5- Il faut qu’il soit portatif, et que son maniement ou son fonctionnement n’exige pas le concours de plusieurs personnes ;

6- Enfin, il est nécessaire, vu les circonstances qui en commandent l’application, que le système soit d’un usage facile, ne demandant ni tension d’esprit, ni la connaissance d’une longue série de règles à observer. "

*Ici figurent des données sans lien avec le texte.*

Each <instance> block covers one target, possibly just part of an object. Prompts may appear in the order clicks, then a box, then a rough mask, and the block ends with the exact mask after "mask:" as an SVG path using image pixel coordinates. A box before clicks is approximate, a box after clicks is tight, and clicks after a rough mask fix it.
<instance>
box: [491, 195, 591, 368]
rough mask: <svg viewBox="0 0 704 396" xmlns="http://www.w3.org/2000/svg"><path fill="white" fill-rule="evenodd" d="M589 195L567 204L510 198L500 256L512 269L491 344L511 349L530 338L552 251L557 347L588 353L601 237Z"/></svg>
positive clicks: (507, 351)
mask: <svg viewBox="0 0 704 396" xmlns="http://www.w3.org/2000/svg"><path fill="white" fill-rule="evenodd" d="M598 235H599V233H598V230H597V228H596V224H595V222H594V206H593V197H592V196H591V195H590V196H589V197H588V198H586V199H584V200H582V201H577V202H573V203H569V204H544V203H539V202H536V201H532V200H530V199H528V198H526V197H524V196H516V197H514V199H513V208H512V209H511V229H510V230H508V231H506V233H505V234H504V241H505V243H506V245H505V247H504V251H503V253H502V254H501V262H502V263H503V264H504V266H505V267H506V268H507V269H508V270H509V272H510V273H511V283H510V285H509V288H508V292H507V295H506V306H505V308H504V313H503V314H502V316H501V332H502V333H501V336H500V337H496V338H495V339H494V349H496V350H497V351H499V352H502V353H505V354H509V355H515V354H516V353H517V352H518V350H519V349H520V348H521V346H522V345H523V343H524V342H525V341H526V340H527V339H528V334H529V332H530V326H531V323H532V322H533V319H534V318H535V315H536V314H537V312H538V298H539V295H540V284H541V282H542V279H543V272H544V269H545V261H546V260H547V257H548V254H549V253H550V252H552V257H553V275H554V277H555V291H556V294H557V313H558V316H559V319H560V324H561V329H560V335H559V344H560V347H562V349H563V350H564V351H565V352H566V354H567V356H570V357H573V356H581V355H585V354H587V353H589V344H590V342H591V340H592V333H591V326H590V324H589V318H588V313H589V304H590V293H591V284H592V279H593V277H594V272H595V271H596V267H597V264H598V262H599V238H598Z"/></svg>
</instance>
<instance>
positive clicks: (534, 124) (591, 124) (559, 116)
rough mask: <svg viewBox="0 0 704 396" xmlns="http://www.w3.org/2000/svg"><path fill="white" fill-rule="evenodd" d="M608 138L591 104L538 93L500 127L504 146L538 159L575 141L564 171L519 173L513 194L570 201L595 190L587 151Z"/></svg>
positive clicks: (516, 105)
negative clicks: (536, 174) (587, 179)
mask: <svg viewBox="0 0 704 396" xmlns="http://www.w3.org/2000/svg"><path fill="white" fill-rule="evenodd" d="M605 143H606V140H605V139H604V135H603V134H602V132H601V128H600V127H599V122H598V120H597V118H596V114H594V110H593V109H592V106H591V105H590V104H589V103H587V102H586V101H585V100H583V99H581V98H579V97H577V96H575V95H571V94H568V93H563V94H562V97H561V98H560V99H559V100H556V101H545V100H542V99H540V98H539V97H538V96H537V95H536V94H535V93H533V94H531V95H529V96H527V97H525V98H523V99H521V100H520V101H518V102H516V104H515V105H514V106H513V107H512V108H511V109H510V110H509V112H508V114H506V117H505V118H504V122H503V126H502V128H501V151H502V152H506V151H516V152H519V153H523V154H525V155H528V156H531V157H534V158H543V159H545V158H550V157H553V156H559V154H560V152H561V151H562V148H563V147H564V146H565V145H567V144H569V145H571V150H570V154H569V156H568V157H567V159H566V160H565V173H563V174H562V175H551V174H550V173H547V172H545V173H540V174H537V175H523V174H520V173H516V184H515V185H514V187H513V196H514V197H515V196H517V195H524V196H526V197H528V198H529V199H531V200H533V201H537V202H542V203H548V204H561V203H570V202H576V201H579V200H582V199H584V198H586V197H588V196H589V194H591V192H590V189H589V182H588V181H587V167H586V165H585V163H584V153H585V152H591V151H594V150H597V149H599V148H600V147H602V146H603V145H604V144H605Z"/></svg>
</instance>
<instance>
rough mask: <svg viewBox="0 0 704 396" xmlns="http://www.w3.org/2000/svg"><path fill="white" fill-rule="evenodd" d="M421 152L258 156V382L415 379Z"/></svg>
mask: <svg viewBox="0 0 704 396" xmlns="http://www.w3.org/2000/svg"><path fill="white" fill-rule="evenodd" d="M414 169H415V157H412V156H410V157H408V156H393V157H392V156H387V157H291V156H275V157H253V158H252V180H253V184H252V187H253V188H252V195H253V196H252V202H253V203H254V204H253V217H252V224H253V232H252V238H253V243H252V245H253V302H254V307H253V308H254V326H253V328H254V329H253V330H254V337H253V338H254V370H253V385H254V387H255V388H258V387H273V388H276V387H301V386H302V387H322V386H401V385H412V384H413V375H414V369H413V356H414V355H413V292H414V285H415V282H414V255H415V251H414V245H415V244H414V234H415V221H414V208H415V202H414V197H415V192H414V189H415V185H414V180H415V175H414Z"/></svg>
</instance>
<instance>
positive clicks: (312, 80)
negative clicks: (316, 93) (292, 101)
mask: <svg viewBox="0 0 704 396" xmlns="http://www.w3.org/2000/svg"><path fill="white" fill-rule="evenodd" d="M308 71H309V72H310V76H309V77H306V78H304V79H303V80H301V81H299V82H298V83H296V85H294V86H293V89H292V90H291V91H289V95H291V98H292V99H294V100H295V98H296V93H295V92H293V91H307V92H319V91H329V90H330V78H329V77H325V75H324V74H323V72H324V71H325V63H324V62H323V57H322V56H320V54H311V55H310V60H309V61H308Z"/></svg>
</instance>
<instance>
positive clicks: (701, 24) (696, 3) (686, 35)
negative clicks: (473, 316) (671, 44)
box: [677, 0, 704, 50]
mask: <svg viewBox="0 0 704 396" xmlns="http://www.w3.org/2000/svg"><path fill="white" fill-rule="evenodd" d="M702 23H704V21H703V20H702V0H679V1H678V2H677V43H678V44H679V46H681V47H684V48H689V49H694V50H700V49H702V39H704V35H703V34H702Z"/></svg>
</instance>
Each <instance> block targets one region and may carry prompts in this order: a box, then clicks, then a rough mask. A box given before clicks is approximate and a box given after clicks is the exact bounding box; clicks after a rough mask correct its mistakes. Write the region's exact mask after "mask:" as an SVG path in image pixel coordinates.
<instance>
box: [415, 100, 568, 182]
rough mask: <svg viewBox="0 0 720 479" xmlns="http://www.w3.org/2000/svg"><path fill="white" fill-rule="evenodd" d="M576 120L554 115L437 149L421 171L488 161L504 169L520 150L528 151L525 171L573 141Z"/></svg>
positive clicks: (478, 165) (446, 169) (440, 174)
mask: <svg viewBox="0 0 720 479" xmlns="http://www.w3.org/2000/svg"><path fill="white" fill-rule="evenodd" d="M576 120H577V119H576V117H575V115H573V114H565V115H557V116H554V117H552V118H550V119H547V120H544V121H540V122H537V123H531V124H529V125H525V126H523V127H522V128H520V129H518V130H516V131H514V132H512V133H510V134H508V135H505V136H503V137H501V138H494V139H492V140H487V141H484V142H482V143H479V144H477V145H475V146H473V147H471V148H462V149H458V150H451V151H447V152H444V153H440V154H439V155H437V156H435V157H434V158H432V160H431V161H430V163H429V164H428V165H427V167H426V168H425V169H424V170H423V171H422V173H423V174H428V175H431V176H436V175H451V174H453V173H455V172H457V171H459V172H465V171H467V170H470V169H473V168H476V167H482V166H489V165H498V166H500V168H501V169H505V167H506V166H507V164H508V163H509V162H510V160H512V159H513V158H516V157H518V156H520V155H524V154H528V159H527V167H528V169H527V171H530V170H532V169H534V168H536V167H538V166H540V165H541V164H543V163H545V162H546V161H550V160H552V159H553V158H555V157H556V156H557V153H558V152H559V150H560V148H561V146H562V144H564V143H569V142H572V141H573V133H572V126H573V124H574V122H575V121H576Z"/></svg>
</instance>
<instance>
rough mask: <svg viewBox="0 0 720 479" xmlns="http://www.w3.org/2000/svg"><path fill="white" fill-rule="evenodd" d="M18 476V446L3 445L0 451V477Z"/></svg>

Pour illustrer l’actualité de ces principes, et sans craindre aucun anachronisme, passons en revue chacun des points en proposant des analogies qui pourraient être des principes à respecter de nos jours, avec nos technologies. Il s’agit bien de cryptosystèmes et non uniquement d’algorithmes, c’est à dire de l’ensemble constitué des algorithmes, des implémentations, des standards utilisés, des protocoles mis en place, des interfaces utilisateur, des modalités d’intégration, des support physiques ou logiciel, des cellules de support, veille et formation, des documentations... bref, de l’ensemble des composants (techniques et humains) qui constituent un cryptosystème au sens large du terme.

Premier point :
Le système doit offrir un niveau de sécurité suffisant au regard de celui voulu pour le traitement des informations. Il n’est pas nécessaire qu’il soit inconditionnellement sûr, mais toutes les garanties qu’il est possible de donner quant à la sécurité du système doivent être apportées affin de s’assurer qu’il atteint un niveau suffisant.

Deuxième point :
La sécurité du système ne doit pas reposer sur le secret de sa conception. Ses spécifications et détails de fonctionnement doivent pouvoir être rendus publics. C’est là un principe phare en cryptographie, puisque les spécifications de la plupart des algorithmes sont publiques. Dans le même ordre d’idée, on peut considérer qu’il doit être possible de révéler sans état d’âme le code source d’un cryptosystème.
Encore une fois, toute attaque contre le cryptosystème doit être envisagée en considérant que l’attaquant connaît tous les détails de conception du système cible.

Troisième point :
L’analogie que l’on peut voir ici est l’importance de faire en sorte que les utilisateurs disposent de codes d’authentification efficaces et ergonomiques (cartes à puces, bonne politique de mots de passe...). Pour ce qui est de l’échange des clés, l’apparition de la cryptographie asymétrique, puis des certificats qui encapsulent les clés publiques, apporte une solution élégante, sûre et efficace. Stricto sensu, ce troisième point fonde le principe de l’utilisation des clés secrètes, seul paramètre variable dont dépend la sécurité.

Quatrième point :
Biensur, nous sommes aujourd’hui passés à d’autres moyens de communication. Cependant, il faut faire en sorte que le système prenne en entrée et renvoie après traitement des données conformes aux formats et standards en vigueur. En particulier les standards et protocoles ouverts de l’IETF, les RFC.

Cinquième point :
Aujourd’hui, il ne s’agit biensur pas de transporter une machine. Cependant, l’idée sous-jacente est que le système doit pouvoir être utilisé quel que soit l’endroit ou l’on se trouve, ce qui fait écho à des notions telles que la mobilité des profils, l’utilisation de cartes à puce...

Sixième point :
Ce dernier point reste aujourd’hui tout a fait primordial. Il s’agit de s’attacher, lors de la conception, l’implémentation et l’intégration d’un système de sécurité à lui donner une ergonomie qui soit la meilleure possible. Un système qui donnera aux utilisateurs l’envie de l’utiliser, qui sera simple d’accès, qui ne bouleversera pas outre mesure ses habitudes de travail, sera d’autant mieux utilisé, et la sécurité effective en sera donc d’autant meilleure.

Conclusion
Qu’il s’agisse de concevoir des algorithmes, des cryptosystèmes, de les implémenter, de les développer, ou de les déployer, on voit bien l’intérêt qu’il y a, plus d’un siècle après leur définition, à considérer et essayer de respecter les principes de Kerckhoffs.